I recently came across a fascinating and potentially groundbreaking blog called Admitting Failure. It is a blog created by staff at the Engineers Without Borders Canada that chronicles the failures of EWBC in order to learn from them. The most recent blog post is by someone from MSF, talking about how they failed to learn a lesson about emphasizing comprehensive health care rather than infectious disease treatment--even though countless evaluations had highlighted that fact.
And it got me thinking, how many organizations have institutionalized and/or centralized processes to transfer lessons learned from both success and failures? And what do these processes look like?
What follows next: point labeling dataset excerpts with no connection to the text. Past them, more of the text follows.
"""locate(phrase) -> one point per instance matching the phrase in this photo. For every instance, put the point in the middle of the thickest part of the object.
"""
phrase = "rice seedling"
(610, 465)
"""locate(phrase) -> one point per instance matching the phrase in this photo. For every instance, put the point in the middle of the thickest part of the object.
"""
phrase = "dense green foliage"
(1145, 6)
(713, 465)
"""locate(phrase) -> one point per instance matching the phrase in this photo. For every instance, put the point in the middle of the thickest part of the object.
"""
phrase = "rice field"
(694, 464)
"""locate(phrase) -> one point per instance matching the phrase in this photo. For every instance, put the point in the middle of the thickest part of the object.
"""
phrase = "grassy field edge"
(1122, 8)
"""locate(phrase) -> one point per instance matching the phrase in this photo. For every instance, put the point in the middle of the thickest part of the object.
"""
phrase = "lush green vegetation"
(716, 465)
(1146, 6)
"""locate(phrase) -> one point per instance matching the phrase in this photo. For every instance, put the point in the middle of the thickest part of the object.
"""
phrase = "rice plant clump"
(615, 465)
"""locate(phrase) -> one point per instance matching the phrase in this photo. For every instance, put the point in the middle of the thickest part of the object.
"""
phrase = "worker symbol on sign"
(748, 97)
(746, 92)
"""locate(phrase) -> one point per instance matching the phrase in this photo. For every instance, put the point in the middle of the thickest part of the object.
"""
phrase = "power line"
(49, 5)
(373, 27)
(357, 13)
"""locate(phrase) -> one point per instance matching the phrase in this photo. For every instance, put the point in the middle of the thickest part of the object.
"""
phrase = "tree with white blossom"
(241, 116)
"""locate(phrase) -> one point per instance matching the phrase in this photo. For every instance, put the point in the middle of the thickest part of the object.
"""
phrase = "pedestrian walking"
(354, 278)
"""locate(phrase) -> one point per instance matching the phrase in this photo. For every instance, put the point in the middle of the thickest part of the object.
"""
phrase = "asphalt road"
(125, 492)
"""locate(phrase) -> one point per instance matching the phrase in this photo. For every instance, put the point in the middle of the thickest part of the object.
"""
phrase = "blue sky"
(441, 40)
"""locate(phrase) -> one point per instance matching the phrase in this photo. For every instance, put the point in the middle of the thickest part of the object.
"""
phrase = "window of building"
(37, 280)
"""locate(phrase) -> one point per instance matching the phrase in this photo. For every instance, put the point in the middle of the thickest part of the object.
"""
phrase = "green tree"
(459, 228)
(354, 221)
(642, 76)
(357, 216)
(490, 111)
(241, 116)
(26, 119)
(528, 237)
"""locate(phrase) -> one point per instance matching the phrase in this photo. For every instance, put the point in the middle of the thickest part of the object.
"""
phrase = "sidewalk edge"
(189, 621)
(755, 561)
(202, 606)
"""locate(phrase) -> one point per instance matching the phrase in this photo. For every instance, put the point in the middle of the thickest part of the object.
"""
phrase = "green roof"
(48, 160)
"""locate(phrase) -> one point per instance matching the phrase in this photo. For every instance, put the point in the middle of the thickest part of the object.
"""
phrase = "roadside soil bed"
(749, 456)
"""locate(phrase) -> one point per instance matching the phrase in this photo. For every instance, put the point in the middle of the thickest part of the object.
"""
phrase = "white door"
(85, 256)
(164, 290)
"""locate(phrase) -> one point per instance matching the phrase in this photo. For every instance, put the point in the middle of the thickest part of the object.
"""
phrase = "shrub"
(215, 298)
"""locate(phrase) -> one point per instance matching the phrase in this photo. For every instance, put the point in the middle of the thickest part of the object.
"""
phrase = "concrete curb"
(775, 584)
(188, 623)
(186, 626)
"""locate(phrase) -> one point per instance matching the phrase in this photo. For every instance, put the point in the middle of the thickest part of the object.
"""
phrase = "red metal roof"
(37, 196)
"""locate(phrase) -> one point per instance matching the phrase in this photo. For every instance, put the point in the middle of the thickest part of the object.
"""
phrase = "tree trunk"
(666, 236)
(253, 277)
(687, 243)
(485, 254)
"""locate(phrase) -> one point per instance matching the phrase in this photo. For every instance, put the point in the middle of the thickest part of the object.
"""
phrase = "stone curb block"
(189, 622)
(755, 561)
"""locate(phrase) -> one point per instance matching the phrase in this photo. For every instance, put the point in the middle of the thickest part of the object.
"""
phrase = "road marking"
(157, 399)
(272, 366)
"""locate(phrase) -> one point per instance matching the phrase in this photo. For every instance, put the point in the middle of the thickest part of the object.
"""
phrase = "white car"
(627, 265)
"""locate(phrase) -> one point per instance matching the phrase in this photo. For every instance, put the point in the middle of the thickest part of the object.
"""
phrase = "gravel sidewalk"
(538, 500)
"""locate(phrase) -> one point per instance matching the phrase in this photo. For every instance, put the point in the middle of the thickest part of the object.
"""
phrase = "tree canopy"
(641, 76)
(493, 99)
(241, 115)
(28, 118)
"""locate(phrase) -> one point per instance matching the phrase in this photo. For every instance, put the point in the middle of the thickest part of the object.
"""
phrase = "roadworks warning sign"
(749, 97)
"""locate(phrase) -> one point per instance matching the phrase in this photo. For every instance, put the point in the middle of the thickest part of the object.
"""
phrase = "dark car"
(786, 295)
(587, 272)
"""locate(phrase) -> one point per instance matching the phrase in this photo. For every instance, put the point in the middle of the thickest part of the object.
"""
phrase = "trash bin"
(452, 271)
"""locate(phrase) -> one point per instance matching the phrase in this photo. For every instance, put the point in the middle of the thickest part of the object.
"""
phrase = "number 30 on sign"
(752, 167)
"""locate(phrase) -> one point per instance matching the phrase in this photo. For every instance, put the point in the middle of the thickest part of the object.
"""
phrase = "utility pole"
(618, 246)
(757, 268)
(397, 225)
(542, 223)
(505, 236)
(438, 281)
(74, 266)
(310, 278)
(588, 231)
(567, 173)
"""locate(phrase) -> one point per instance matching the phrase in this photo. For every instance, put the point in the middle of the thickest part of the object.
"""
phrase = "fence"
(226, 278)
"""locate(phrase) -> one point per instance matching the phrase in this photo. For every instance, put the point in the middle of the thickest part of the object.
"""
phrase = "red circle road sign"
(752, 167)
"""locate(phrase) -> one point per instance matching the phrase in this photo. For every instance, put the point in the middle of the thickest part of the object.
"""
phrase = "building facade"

Here at Search for Common Ground, we have several ways that support programme learning and the transfer and institutionalization of lessons learned. Central to this is our commitment to publicly share evaluation reports on our website. At the programme level, after each evaluation has been completed we organize a post evaluation review where we reflect on the recommendations and findings and decide how we can use this information to improve our future programming. We also circulate key evaluation findings and lessons learned across the organization so that other colleagues can learn from these findings. We also look for opportunities to replicate successful models across our different country programmes. For example, we took our Radio for Peacebuilding in Africa model and replicated that in Asia. We have taken a successful model for women’s empowerment developed in Indonesia and developed modified versions of this in Pakistan, Burundi, Sri Lanka and Zanzibar.
As well as success, evaluations can often show what has not worked and we should be as keen to learn from these insights as from our successes.
So I am curious, how does your organization learn from failure? And how does your organization actually learn 'lessons learned'?